Le recours au théâtre forum possède trois dimensions principales qui rendent son usage pertinent en particulier dans une perspective de libération et de lutte sociale. D’abord, on n’impose aucune idée mais, selon Boal, « on donne au public (au peuple) la possibilité d’expérimenter toutes ses idées, d’essayer toutes les solutions et de les vérifier à l’épreuve de la pratique, de la pratique théâtrale » (p. 41). Ensuite on évite les discours héroïques creux où « on est très souvent révolutionnaire en parole : on prêche alors héroïsme et révolution ; mais, quand on doit mettre soi-même en actes ce que l’on prône, on s’aperçoit souvent que les choses ne sont pas si faciles » (p. 39). Enfin, à travers la participation à un théâtre forum, « les spectateurs sentent qu’ils peuvent intervenir dans l’action. Celle-ci n’est plus animée d’aucun déterminisme, comme une fatalité, ou le Destin » (p. 33). Et cette participation correspond aussi à une préparation à l’action :
« L’essai encourage à pratiquer l’acte dans la réalité. Au lieu d’ôter quelque chose au spectateur, le théâtre forum lui donne l’envie de mettre en acte dans la réalité ce qu’il répète au théâtre. La pratique de ces formes théâtrales suscite une sorte d’insatisfaction qui a besoin d’être complétée par l’action réelle » (p. 41).
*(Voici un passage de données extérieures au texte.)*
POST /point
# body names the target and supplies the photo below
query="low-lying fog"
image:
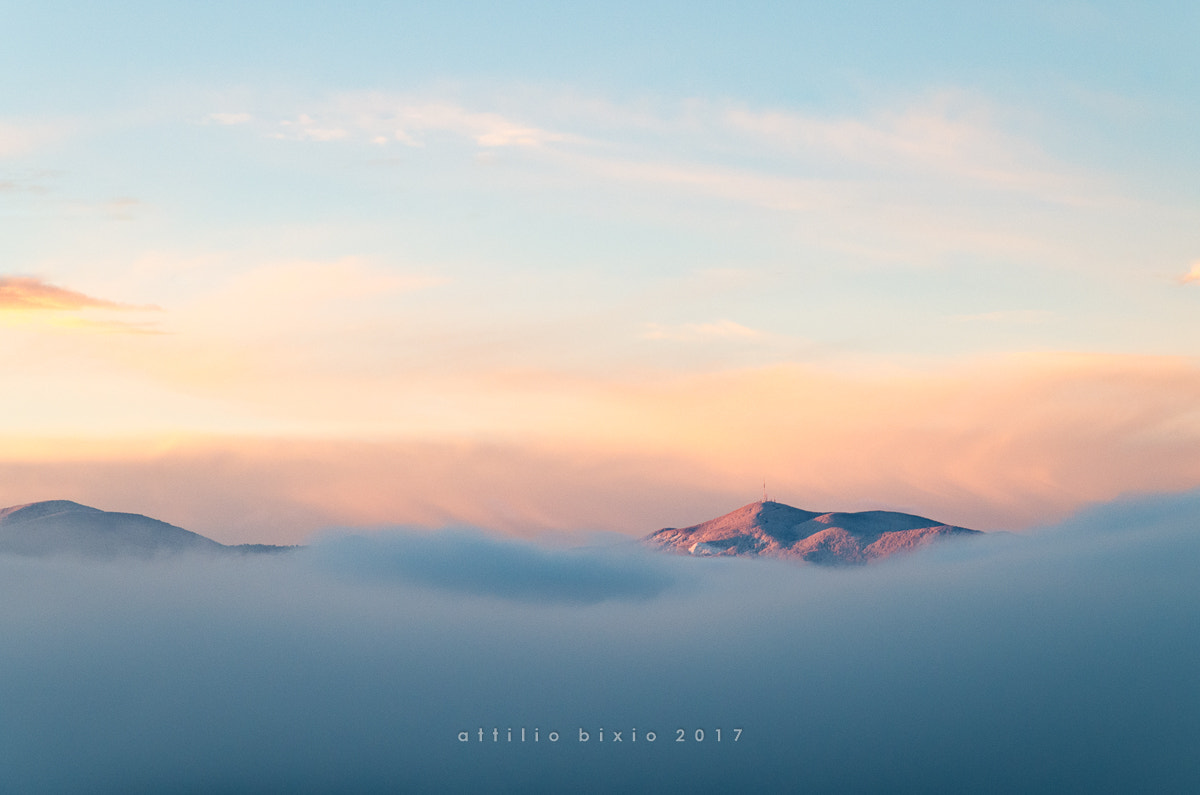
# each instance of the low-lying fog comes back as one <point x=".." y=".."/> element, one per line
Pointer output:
<point x="1059" y="661"/>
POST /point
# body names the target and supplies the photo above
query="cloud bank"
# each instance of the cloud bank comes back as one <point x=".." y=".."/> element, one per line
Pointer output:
<point x="1062" y="661"/>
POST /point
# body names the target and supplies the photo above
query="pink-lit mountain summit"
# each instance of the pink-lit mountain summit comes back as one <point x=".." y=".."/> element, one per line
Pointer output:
<point x="774" y="530"/>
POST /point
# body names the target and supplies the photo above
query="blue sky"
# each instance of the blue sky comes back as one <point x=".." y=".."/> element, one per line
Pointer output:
<point x="714" y="234"/>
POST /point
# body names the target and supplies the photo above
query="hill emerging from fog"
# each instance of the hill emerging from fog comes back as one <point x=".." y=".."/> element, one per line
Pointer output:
<point x="65" y="527"/>
<point x="774" y="530"/>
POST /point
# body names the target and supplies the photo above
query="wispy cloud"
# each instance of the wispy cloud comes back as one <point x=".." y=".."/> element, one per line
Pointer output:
<point x="384" y="119"/>
<point x="1006" y="316"/>
<point x="31" y="293"/>
<point x="231" y="119"/>
<point x="700" y="332"/>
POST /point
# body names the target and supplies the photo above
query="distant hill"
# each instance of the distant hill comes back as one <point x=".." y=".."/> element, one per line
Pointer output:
<point x="65" y="527"/>
<point x="774" y="530"/>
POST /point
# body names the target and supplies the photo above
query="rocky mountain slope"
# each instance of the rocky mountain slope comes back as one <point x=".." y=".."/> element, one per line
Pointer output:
<point x="60" y="526"/>
<point x="774" y="530"/>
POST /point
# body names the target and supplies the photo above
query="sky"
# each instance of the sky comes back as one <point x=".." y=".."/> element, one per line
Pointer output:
<point x="270" y="268"/>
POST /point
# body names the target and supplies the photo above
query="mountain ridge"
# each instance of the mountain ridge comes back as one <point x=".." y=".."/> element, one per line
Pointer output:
<point x="63" y="526"/>
<point x="769" y="528"/>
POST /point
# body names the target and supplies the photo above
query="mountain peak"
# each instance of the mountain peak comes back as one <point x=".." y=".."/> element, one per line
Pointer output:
<point x="772" y="528"/>
<point x="61" y="526"/>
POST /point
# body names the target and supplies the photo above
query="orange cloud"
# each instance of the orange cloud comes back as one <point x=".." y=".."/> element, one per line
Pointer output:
<point x="1001" y="444"/>
<point x="30" y="293"/>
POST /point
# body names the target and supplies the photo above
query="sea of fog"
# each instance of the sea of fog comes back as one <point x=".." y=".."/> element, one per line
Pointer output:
<point x="1059" y="661"/>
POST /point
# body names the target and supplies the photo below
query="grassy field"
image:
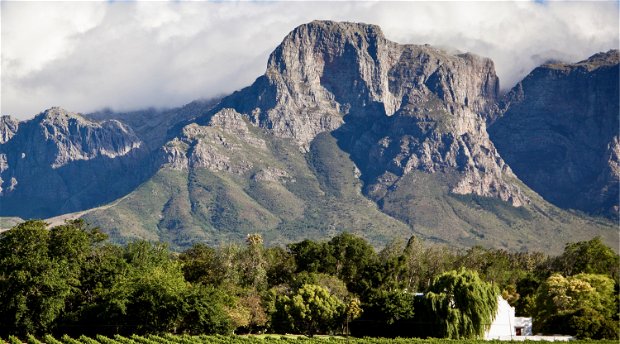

Construire un théâtre forum dans le cadre d’une campagne contre les idées fausses sur les pauvres et la pauvreté
Accompagné de deux alliées et d’un jeune en découverte du volontariat, un petit groupe de militant.e.s d’ATD Quart Monde a décidé de s’approprier cet outil et de construire une courte saynète qui pourrait être jouée dans d’autres groupes de défense des droits sociaux comme point de départ d’une discussion, d’une action ou d’un travail de lutte à la pauvreté. Se formant et expérimentant ensemble différents éléments du théâtre forum, autant à travers des exercices d’Augusto Boal présentés dans Jeux pour acteurs et non acteurs : pratique du théâtre de l’opprimé10, qu’à travers la mise en scène de situations vécues par les membres du groupe, nous avons construit en l’espace de quelques mois la saynète suivante :
Trois personnages : l’opprimée qui reçoit les minima sociaux, son cousin qui lui rend visite, l’oppresseur plein de préjugés qui l’accompagne.
Au seuil de la porte
Cousin : J’ai oublié de te dire, ma cousine est sur le BS [bien-être social = minima sociaux]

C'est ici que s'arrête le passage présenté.